= Les Djinns (choir) =

French choir

Les Djinns were a French choir with a distinctive singing style, composed of sixty girls between the ages of nine and eighteen years, conducted by Paul Bonneau. In 1959, the French government organized a 'Master School' for the instruction of girls in musical subjects in order to ensure a supply of performance talent for the country's radio and television industry. The Master School set a course of study where the girls followed a curriculum of standard academic subjects in the morning hours, then musical courses in the afternoons consisting of scales, vocal techniques, harmony and choral vocalizing. Upon graduation, each girl was accepted into Les Djinns.

Within six weeks of the group's founding, Les Djinns were awarded the Grand Prix of the Academy of Records in France, and their popularity began to proliferate with stage appearances in France and tours in other European countries. Eventually, a total of 88 tunes were recorded, including a Christmas album and an album of American favorites sung in French, and released on the ABC-Paramount label. One Les Djinns single recording, "Marie Marie" (1960), made it onto the Top 100 list.

Les Djinns never toured the United States, but two separate filmed sequences were shown within two separate Sunday-evening Ed Sullivan variety shows.

==Les Gam's==

Several of Les Djinn Singers graduates continued on with separate recording careers. In September 1962, Les Djinn' lead soloist Annie Markan and three other members of the group – Graziella, Michèle and Suzie – formed the vocal quartet Les Gam's. (The name was derived from the first letter of each girl's name plus the added apostrophe to add a fashionable touch.)

Les Gam's issued one disc on the Vogue label, then signed with Mercury Records for subsequent releases, their repertoire consisting almost exclusively of covers of American songs, and they enjoyed some success. Accompaniment was sometimes provided by the Les Lionceaux group.

The Les Gam's disbanded after September, 1964 following the release of "Une petite larme m’a trahie", their take on Burl Ives' "A Little Bitty Tear" on which Annie was given top billing, with credits reading "Les Gam’s with Annie Markan".

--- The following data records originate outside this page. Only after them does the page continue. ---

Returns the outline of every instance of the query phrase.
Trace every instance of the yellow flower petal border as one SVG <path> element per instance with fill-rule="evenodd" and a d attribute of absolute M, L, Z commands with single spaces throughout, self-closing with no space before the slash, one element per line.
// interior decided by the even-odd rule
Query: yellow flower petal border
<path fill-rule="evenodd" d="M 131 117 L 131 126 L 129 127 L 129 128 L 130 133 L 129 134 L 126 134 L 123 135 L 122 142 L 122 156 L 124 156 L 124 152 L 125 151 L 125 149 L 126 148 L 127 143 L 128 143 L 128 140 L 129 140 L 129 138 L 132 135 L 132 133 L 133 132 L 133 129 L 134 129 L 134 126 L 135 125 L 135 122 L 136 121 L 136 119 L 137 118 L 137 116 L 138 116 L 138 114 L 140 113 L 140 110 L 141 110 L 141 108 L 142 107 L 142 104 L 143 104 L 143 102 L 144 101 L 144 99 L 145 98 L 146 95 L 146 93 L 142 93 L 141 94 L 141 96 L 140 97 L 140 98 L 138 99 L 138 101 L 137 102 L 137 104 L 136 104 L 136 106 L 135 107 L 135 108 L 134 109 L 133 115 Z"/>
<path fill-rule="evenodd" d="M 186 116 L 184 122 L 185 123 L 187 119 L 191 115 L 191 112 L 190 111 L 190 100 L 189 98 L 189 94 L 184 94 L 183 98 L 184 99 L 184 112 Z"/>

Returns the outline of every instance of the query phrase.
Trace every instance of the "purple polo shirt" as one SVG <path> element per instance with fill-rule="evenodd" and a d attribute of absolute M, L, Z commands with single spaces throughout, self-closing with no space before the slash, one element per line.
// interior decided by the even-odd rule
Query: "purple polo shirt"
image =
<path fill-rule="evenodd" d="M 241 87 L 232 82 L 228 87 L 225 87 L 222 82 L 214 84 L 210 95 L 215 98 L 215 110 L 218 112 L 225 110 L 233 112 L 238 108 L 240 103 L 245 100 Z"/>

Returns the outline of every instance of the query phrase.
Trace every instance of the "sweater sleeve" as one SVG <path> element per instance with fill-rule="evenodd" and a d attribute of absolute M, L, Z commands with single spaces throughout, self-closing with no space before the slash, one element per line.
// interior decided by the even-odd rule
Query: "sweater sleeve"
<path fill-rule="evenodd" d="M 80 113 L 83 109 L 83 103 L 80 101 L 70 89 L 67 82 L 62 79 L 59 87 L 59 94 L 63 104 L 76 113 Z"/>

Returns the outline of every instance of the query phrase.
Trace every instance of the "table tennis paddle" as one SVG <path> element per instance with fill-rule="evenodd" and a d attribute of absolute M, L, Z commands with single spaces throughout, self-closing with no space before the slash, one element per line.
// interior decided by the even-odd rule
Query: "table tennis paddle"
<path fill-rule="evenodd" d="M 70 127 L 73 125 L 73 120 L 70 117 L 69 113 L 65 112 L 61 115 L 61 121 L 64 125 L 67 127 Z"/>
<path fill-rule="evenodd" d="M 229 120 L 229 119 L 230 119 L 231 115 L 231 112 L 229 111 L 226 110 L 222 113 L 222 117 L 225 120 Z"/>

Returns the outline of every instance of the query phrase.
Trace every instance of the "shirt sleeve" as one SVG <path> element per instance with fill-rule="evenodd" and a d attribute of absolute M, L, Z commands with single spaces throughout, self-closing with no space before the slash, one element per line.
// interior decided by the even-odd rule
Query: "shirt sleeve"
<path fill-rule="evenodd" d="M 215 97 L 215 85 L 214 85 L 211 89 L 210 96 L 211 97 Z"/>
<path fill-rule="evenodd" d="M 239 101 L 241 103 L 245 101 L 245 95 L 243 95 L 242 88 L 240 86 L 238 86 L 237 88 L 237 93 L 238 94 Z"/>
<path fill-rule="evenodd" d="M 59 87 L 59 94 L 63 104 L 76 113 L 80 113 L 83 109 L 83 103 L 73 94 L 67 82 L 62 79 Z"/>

Markan issued her first solo Extended Play album in 1965, leading with "Quand mon ami pleure", a version of the little-known "When My Baby Cries", penned by Lesley Duncan with French lyrics written specially for Annie by Hubert Wayaffe, presenter of Europe 1’s "Dans le vent" program.

No mention of Les Gam's was made on the record's sleeve and the musical style was in marked contrast to her earlier material, but Markan returned to more familiar fare for her follow-ups. Les Gam's had enjoyed their biggest hit with "Il a le truc", a version of the Exciters’ "He’s Got the Power", so the US group's back catalogue was adapted again for Annie.

When US singer Len Barry scored a hit in France with "1-2-3", Mercury released Markan's "Un, deux, trois" on Extended Play along Markan's version of Martha and the Vandellas’ "Nowhere to Run", retitled "Mon obsession me poursuit".

Markan's final EP was released in 1966 without much success, and she was quietly dropped by the label. She is understood to have gone on to work in public relations.

==Les Fizz==
This vocal trio made of ex-Djinns Singers (Danielle Licari, Jackie Castan and Nadine Doukhan) and backed by Jacques Denjean's orchestra, existed from 1965 to 1967 and released three EP.